Selain itu, pembangunan infrastruktur di Indonesia juga lebih mementingkan pembangunan daratan dengan investasi yang jauh lebih besar. Dorodjatun mencontohkan proyek pembangunan tol Jakarta Surabaya. Lebih mudah mengangkut barang dari Jakarta ke Surabaya lewat laut ketimbang membangun jalan tol. Investasi yang mahal dan mengorbankan ratusan ribu hektar sawah menjadi harga yang harus dibayar. “Laut itu bukan pemisah. Tapi jalan yang tidak diaspal. Artinya ini berpotensi jauh lebih murah ketimbang membuat jalan tol,” tukasnya.

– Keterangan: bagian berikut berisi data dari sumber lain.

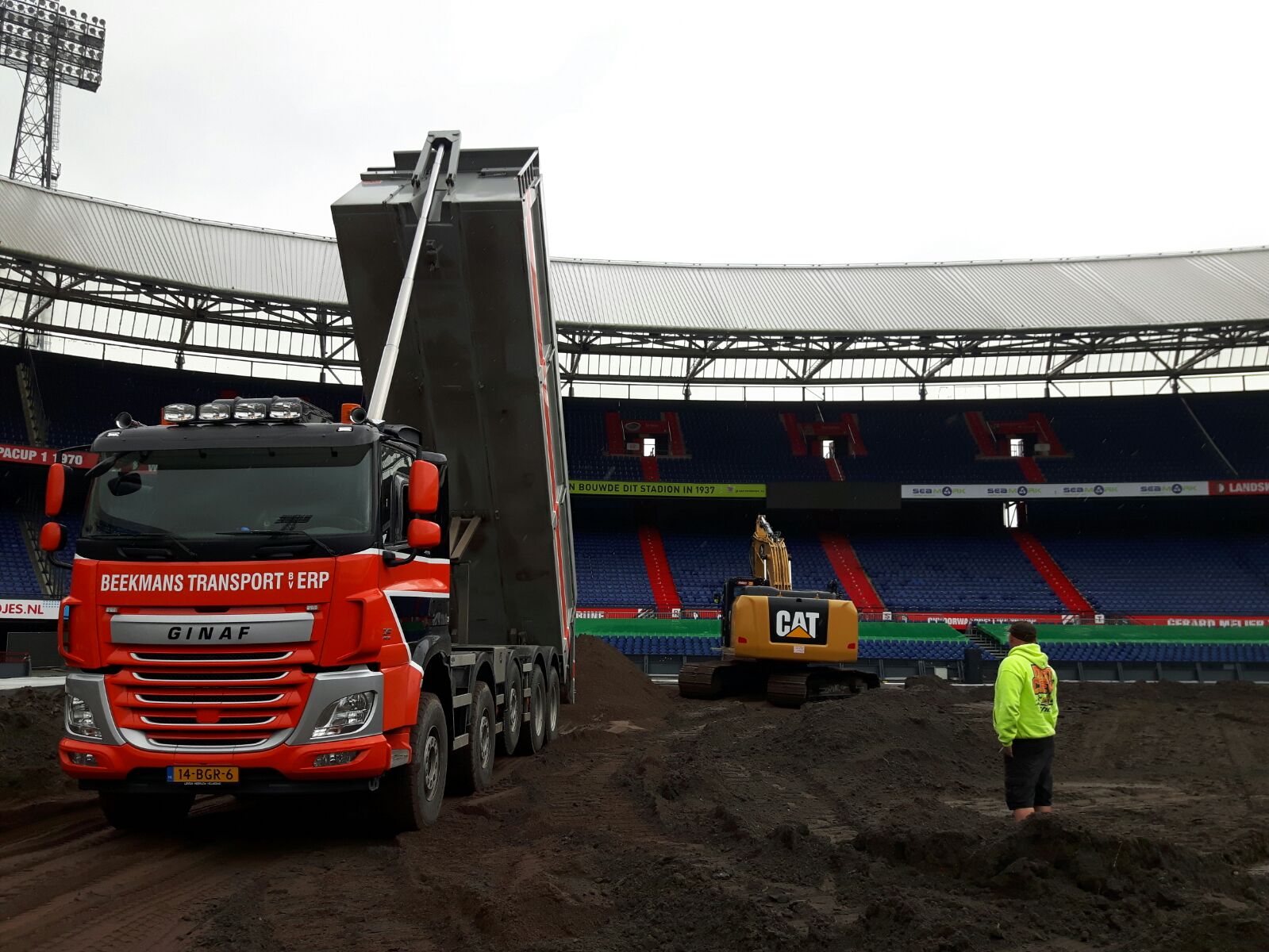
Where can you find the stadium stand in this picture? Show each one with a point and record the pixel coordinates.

Wakil Menteri Perencanaan Pembangunan Nasional (PPN)/ Bappenas Lukita Dinarsyah Tuwo menyatakan, pemikiran untuk memaksimalkan potensi geografis Indonesia ini sudah diadopsi dalam rencana pembangunan yang disusun pemerintah. Dalam RPJMN 2010-2014, pemerintah memiliki rencana tindak untuk pengamanan jalur distribusi barang dan jasa ( domestic connectivity). “Kita akan perkuat domestic connectivity dulu,” tukasnya. Lewat domestic connectivity ini, pemerintah berencana untuk meningkatkan aktifitas perdagangan antar pulau di Indonesia.